Before we played (when we were all talking trash) I absolutely wanted to win. And when we were playing, while the competitive juices were flowing, I still did. But by the last hand I wasn't so sure. At one point I considered folding even though I was confident I had the best hand. (Which is what I do when I'm playing with little kids to give them a chance to win sometimes.)
But I didn't. That would have been ridiculous. These guys know what they're doing, and I can barely keep what beats what straight in my head (I actually have a little sheet next to me in case I forget.) That's why I'm tough to beat, my husband tells me. He says two things are rewarded in poker: aggression and the ability to hide what you have. Well, I'm aggressive, for sure. I'll stay in the game with nothing, just because I don't want to be pushed out... And I guess I'm pretty hard to read, because most of the time I'm not sure, myself, whether I have a strong hand or not... So it seems my inexperience is serving me well.

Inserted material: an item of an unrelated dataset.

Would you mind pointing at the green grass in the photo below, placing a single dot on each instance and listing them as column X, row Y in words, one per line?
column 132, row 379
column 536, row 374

In the end they both went all in, and I won. But instead of being excited about it I just felt weird... Maybe I'm not as competitive as I think I am. I hate to lose, but I guess I'm not entirely comfortable with winning either - because then someone else has to lose...
Sometimes getting what you think you want is like that. It's like flirting with a boy you're not really interested in, and then feeling bad if he falls in love with you... it's validating in a way, but ultimately you just end up feeling yucky.